How to spot it: Ask it to quote a passage and the output is obviously garbled / character-substituted = font issue.

5. Huge PDF exceeds the 2M-token index, so the tail is dropped

ChatGPT does not hold a big PDF in context. It builds a semantic index (capped at 2 million tokens per file, as of June 2026) and pulls only the relevant fragments — roughly 110k tokens per retrieval pass — into the model. Anything past the 2M-token ceiling is silently ignored. A 3,000-page legal brief can sit well under the 512 MB size cap yet have its last third never indexed, so the model confidently answers about the first chapters and blanks on the rest.

How to spot it: Ask it to “list each chapter and its page count” against the real table of contents. Clearly missing tail chapters = the index was truncated.

6. Encrypted / DRM-protected PDF can’t be extracted

Password-protected or DRM PDFs upload but extraction fails. Model returns “I cannot access this file’s content.”

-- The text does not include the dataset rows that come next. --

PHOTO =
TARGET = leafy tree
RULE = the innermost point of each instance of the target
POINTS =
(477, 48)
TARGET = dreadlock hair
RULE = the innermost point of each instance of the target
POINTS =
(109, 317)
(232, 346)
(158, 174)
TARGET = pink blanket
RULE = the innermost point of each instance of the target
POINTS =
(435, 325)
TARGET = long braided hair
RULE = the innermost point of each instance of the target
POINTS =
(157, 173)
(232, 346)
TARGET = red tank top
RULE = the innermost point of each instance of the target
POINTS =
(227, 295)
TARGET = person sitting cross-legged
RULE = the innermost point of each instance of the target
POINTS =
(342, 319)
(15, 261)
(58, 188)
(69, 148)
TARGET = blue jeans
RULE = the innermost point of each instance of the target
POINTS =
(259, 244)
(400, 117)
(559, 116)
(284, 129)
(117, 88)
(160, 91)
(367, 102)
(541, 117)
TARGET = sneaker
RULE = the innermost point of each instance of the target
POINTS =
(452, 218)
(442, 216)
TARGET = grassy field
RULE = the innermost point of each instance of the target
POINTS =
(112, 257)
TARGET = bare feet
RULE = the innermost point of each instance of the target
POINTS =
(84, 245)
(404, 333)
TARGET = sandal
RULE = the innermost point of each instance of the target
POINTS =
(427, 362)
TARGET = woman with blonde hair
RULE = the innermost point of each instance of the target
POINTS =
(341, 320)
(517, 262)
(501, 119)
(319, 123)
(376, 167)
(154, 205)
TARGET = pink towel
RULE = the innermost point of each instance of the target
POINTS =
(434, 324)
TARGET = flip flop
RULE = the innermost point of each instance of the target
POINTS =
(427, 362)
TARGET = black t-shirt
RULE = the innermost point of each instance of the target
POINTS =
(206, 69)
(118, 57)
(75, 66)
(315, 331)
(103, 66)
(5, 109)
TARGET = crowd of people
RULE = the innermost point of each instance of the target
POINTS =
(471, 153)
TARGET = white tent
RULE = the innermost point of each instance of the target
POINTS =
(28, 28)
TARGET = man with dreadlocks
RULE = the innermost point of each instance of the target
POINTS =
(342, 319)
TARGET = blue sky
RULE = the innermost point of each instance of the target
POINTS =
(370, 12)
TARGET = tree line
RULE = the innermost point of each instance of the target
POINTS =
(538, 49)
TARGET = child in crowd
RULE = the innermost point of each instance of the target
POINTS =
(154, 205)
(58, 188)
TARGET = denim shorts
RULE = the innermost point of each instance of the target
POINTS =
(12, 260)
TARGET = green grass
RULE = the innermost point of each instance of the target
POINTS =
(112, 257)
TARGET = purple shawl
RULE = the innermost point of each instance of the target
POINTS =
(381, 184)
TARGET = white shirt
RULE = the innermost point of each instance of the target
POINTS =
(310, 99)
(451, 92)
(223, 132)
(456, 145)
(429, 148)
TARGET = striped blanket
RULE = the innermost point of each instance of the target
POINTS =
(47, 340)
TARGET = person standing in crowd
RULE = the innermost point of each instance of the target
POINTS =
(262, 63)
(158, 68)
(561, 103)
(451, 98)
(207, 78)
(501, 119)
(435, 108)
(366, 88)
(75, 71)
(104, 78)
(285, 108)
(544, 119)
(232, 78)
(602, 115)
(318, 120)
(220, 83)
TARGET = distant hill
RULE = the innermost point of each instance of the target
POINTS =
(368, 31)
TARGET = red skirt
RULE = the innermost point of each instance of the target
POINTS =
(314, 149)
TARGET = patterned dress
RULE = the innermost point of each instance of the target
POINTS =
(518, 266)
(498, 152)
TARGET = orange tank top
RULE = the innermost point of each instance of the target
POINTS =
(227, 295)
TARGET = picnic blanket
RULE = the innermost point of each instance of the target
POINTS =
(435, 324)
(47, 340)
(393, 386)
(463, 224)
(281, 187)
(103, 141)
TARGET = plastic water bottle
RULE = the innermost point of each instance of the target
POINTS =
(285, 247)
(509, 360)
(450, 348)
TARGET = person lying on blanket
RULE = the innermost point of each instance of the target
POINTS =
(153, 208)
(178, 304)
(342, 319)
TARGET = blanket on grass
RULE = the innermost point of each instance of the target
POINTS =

How to spot it: Check locally with qpdf --is-encrypted = encrypted.

7. Images / figures completely ignored

On Free, Go, Plus, and Pro, PDF ingestion is text-only — charts, flowcharts, and scanned figures are not read at all. The model never sees them, so it cannot reference their content. Only ChatGPT Enterprise’s “Visual Retrieval with PDFs” feature (Enterprise-only as of June 2026; not on Free, Plus, Pro, Team, or Edu) interprets in-chart numbers and diagrams during a normal upload.

How to spot it: A chart obviously contains numbers, but the answer never mentions any, and asking “what does Figure 3 show?” yields a guess or a refusal = the figure was never read.

Current limits worth knowing (June 2026)

These are the numbers that quietly cause “half-read” or “rejected” PDFs. All figures as of June 2026.

Limit	Value	What breaks when you hit it
Max file size	512 MB per file	Upload rejected outright
Index cap (text/PDF)	2,000,000 tokens per file	Tail beyond ~2M tokens silently dropped
Retrieval per pass	~110,000 tokens fetched per query	Long files answered from fragments, not the whole
Reliable-processing size	keep under ~25 MB	Larger files upload but flake during indexing
Files per message	10 (Plus and above)	11th attachment ignored
Upload rate, Free	~3 files/day	Further uploads blocked
Upload rate, Plus	up to 80 files / 3 hours	Throttled after the cap
Upload rate, Team/Enterprise	up to 160 files / 3 hours	Throttled after the cap

Sources: OpenAI File Uploads FAQ and OpenAI’s published per-plan caps.

Before you start

Confirm where it happened: a Project, a Custom GPT, or plain chat. PDF handling is the same text-only pipeline, but Projects persist files across the whole project, which changes what is actually attached to a given message.
Duplicate the chat before retesting so prior history doesn’t pollute the next diagnostic.
Confirm your plan. Free, Go, Plus, Pro, Team, and Enterprise share the 512 MB / 2M-token caps, but only Enterprise reads figures in-chat.

Info to collect

PDF type (digitally native / scanned / mixed), page count, file size (MB).
Whether it has non-ASCII / math formulas / tables / figures / multi-column layout.
Full prompt text + bad-answer screenshot; specifically which pages / which table / which numbers were wrong.
Current model + upload route (chat / Project / Custom GPT).

Shortest fix path

Ordered by ROI. The first two solve ~70% of cases.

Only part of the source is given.